The initial snapshot is the bootstrapping phase of log-based CDC: before streaming changes, the connector takes a consistent read of the source table's current state to provide the consumer with a baseline. After the snapshot is complete, the connector switches to streaming from the transaction log, picking up all changes that occurred after the snapshot began. This snapshot-then-stream pattern ensures that downstream consumers receive a complete, consistent view of the data without gaps.

Tools: Debezium, Fivetran, Airbyte

Debezium

Debezium is the leading open-source CDC platform, developed under the Red Hat umbrella and contributed to the Apache Kafka ecosystem. It provides connectors for PostgreSQL, MySQL, MongoDB, Oracle, SQL Server, and other databases, all of which use log-based CDC. Debezium connectors run as Kafka Connect plugins, publishing change events as JSON or Avro messages to Kafka topics. Because Debezium is open source and runs within the data team's own infrastructure, it is highly configurable and has no per-row pricing — making it cost-effective for high-volume CDC pipelines.

Fivetran

Fivetran is a managed ELT platform that includes CDC-based connectors for a wide range of databases and SaaS sources. Fivetran abstracts away the infrastructure complexity of managing CDC connectors: teams configure a source and destination, and Fivetran handles schema detection, initial snapshots, ongoing change streaming, and schema evolution automatically. This simplicity comes at a per-row cost that can be significant for high-volume sources. Fivetran is most commonly used for connecting SaaS data sources (Salesforce, HubSpot, Stripe) to data warehouses where log-based CDC is not available and Fivetran uses timestamp-based or API-based capture instead.

Airbyte

Airbyte is an open-source ELT platform with a large connector library. Like Fivetran, it provides managed synchronisation from many source types to target data warehouses and lakes. Airbyte's CDC connectors use Debezium under the hood for databases that support log-based CDC, while using polling-based methods for sources that do not. Airbyte's open-source version can be self-hosted for full control and no per-row costs, while Airbyte Cloud provides a managed deployment with simplified operations.

Use Cases

  • Real-time data warehousing: streaming changes from operational databases to Snowflake, BigQuery, or Redshift through Kafka, enabling analytical queries on data that is seconds old rather than hours.
  • Cache invalidation: when operational database records change, downstream services that cache those records must invalidate their caches. CDC provides a reliable, low-latency trigger for cache invalidation without coupling the writing service to cache management.
  • Microservice event streaming: the outbox pattern uses CDC to reliably publish domain events from a microservice's database to a message broker, solving the dual-write problem (the risk of a database write succeeding but the corresponding event publish failing).
  • Search index synchronisation: keeping Elasticsearch or OpenSearch indices in sync with a primary database. CDC streams insert, update, and delete events directly to the search index, eliminating the need for periodic full re-indexing.
  • Audit and compliance: maintaining a complete, ordered history of every change to sensitive data for regulatory compliance, forensic investigation, or dispute resolution. The CDC change stream becomes the audit log.
  • ML feature stores: streaming operational data changes to a feature store in near real time, ensuring that ML models consume up-to-date feature values rather than stale batch-computed features.

CDC and Data Lineage

CDC creates a rich lineage trail: every change event is tagged with its source table, the type of operation (insert/update/delete), a timestamp, and (in log-based CDC) the transaction ID and log sequence number. This provenance information is highly valuable for data lineage tracking because it provides not just the current state of data but the complete history of how it arrived at that state.

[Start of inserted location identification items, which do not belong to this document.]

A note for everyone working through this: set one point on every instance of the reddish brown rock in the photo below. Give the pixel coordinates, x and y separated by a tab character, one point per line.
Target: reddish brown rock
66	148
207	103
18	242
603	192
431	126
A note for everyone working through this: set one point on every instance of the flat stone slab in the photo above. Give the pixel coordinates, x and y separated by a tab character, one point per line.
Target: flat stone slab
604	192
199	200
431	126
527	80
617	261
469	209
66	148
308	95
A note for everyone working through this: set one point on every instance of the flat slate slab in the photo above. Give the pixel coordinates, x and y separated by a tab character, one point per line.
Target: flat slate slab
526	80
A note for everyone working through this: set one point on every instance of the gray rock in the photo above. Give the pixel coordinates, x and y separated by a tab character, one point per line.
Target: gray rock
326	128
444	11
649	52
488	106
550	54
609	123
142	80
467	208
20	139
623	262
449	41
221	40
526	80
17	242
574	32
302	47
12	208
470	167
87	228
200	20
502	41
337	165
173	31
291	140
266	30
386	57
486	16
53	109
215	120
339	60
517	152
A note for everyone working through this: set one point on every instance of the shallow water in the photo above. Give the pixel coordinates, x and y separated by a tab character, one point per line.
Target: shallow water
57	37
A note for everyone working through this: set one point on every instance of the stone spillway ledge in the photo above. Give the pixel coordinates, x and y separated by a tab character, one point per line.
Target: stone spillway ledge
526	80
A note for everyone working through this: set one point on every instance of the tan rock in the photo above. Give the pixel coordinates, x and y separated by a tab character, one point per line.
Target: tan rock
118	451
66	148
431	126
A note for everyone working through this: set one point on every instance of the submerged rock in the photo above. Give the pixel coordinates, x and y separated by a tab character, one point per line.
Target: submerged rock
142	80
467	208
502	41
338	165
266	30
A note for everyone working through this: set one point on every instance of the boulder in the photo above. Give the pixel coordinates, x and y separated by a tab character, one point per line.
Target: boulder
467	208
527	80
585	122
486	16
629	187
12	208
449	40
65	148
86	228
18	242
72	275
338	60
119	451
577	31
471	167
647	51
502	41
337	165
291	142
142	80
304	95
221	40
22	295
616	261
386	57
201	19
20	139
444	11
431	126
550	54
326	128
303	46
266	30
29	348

For downstream systems that consume CDC events — data warehouses, data lakes, feature stores — the lineage chain runs from the original operational system through the CDC connector to Kafka and then to the target. When a data quality incident occurs in the downstream system, lineage allows engineers to trace the problem back to the specific CDC event (or batch of events) that introduced it, using the transaction timestamp and source table information to identify exactly when and where the bad data originated.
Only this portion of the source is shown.